U.S. military officials said this week that they do not expect any shortages of critical missiles and bombs as they prepare to conduct possibly several more weeks of a costly and extensive air war over Iraq.
While the Pentagon will not release figures on how many missiles and bombs remain available, interviews with experts and published records tend to support the claim that enough weaponry has been stockpiled to provide for an extended air war.
For example, although U.S. forces have launched close to half the approximate 500 Tomahawk cruise missiles sent to the Persian Gulf before the war began last week, a Navy official said use of the missile would likely decrease as the number of Iraqi targets decreases.
Asked yesterday at a Pentagon news briefing whether indications that the missile is already being used less reflects a shortage of the weapon, Marine Maj. Gen. Martin Brandtner said: "It does not reflect a shortage of missiles. Absolutely not."
Regarding the acclaimed Patriot system, used to shoot down Iraqi Scud missiles fired toward Saudi Arabia and Israel, the Army had about 3,250 missiles before the war, according to military data submitted to Congress.
No more than several dozen reportedly have been used. Said one Army spokesman, "We are not going to run out of the Patriot."
There are also sufficient stocks of laser-guided precision bombs for pinpoint aerial bombing raids, officials said.
The continued air war and the infusion of tens of thousands of additional troops will, however, strain the already extended logistical supply lines, and government officials are trying to cope.
The Commerce Department, for example, has issued 40 to 50 orders to defense contractors to put supplies for Operation Desert Storm ahead of other commercial business, officials said. Twenty such orders were issued in the past three weeks alone.
The U.S. Central Command has asked for voluntary restrictions on people sending packages to soldiers to ease deployment and save space on transport planes.
Military authorities also continue to search for additional suppliers of chemical protective suits. Although 1.34 million have been procured, 3.5 million are needed, according to the Defense Logistics Agency.
Once unpacked, the suits are good for only 22 days before their effectiveness is degraded by fumes and other contaminants. After exposure to chemical warfare, each suit must be replaced within 24 hours.
Logistics, though not as glamorous as precision bombing runs, has never been far from the minds of Desert Storm commanders. Last November, for example, Gen. Alfred M. Gray Jr., the Marine commandant, sharply criticized the logistics system in the gulf after returning from an inspection trip to Saudi Arabia. A second Marine official questioned the adequacy of supply of Class 5 ammunition, which includes precision bombs. And Army Chief of Staff Gen. Carl E. Vuono is known to have echoed similar concerns.

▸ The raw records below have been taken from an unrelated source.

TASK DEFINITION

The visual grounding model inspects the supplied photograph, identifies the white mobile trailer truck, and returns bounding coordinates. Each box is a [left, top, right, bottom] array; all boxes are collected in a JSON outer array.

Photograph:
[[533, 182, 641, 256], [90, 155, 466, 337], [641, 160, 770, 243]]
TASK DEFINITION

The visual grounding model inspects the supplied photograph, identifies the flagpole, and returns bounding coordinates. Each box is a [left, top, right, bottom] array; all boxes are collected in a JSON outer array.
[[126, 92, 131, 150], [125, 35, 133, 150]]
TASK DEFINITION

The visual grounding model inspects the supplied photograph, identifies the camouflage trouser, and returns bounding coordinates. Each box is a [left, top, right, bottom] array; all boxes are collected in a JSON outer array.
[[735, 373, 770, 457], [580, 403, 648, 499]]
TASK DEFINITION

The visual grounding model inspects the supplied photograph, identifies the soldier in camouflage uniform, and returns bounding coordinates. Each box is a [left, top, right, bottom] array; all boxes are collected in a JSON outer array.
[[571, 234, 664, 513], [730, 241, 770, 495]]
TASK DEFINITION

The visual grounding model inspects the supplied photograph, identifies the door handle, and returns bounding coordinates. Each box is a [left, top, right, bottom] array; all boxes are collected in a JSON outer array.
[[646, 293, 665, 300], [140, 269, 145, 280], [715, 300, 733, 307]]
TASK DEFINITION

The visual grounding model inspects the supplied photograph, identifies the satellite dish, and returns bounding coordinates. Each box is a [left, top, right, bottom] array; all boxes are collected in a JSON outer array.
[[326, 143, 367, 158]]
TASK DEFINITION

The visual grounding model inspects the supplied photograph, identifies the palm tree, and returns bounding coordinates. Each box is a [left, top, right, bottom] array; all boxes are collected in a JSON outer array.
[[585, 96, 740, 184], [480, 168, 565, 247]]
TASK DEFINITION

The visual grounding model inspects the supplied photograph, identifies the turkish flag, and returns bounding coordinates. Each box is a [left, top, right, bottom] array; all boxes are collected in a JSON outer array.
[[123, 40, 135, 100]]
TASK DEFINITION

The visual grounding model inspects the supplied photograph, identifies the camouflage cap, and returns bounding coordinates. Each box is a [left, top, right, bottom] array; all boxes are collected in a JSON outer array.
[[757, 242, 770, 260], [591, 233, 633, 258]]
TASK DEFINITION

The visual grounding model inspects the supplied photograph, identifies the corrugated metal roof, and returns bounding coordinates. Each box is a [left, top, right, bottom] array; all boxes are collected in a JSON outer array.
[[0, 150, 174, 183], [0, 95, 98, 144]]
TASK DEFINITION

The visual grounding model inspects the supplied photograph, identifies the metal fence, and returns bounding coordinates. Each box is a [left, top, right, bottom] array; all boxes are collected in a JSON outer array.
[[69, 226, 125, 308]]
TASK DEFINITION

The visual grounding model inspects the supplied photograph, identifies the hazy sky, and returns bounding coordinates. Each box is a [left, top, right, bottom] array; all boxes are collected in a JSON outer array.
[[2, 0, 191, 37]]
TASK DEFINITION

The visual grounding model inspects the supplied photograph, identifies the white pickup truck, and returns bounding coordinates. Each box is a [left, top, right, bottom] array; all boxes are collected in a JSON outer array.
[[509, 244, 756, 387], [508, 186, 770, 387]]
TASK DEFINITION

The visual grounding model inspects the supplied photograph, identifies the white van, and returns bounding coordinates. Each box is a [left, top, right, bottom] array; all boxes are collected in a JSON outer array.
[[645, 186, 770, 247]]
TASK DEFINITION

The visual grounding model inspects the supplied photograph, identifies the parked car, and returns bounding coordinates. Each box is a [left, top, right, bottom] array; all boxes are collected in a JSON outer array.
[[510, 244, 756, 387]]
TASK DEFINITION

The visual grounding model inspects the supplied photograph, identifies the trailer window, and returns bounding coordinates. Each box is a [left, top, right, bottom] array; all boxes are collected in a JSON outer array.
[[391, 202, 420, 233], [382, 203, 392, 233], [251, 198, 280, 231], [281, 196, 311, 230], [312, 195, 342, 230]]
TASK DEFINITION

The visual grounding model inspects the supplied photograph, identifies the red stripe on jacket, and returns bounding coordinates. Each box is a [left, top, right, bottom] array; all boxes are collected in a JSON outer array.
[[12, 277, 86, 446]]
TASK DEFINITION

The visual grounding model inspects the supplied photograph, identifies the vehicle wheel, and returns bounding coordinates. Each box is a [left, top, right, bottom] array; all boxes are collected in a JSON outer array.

Since then, with a constant flow of materiel by air and sea, the situation "has improved markedly," said Lt. Col. Fred Peck, a Marine Corps spokesman. "We're in good shape across the board . . . and have a good backlog . . . in all the categories."
"Obviously, since we initiated this, we are prepared for it," said Russell Murray, an assistant secretary of defense in the Carter administration and a former special counselor to the House Armed Services Committee. "It would be very surprising if there is a logistical problem now."
The supply situation has been aided by the high defense inventories. For example, since 1980 the Army has procured about 6,450 Patriot missiles and some 100 launchers, records show. Some 2,000 missiles have been expended in training and testing over the years, but a sizable quantity remains. Moreover, the missile's manufacturer, Raytheon Co., has accelerated production since August.
A Navy official said there are an additional 600 non-nuclear Tomahawk missiles in U.S. stocks that could be readily deployed to the gulf.
Experts said it is more difficult to gauge the situation for precision bombs, but doubted that troublesome shortages would arise. "You're not dealing with anything that's a war-stopper," said Eliot A. Cohen, professor of strategic studies at Johns Hopkins School of Advanced International Studies.
While military officials have emphasized the success so far of the precision bombing attacks against Iraqi targets, there are also vast quantities available of the so-called "dumb bombs", which can be highly effective. "If you've got a very smart plane delivering a dumb bomb, it's very accurate," Cohen said.
Some of such munitions, one Pentagon official said, are 2,000-pound bombs dropped from 20,000 feet. "Costs less than $1 a pound -- it's cheaper than hamburger," the official said.
Fuel is a concern, particularly if gas-guzzling U.S. tanks must travel great distances through the desert in a potential ground war. Military expert David Isby, who has studied the question, estimates that one U.S. armored division would require 600,000 gallons of fuel a day advancing on Basra, Iraq, twice the consumption rate of Gen. George S. Patton's Third Army as it dashed across France in 1944.
Staff researcher Lucy Shackelford contributed to this report.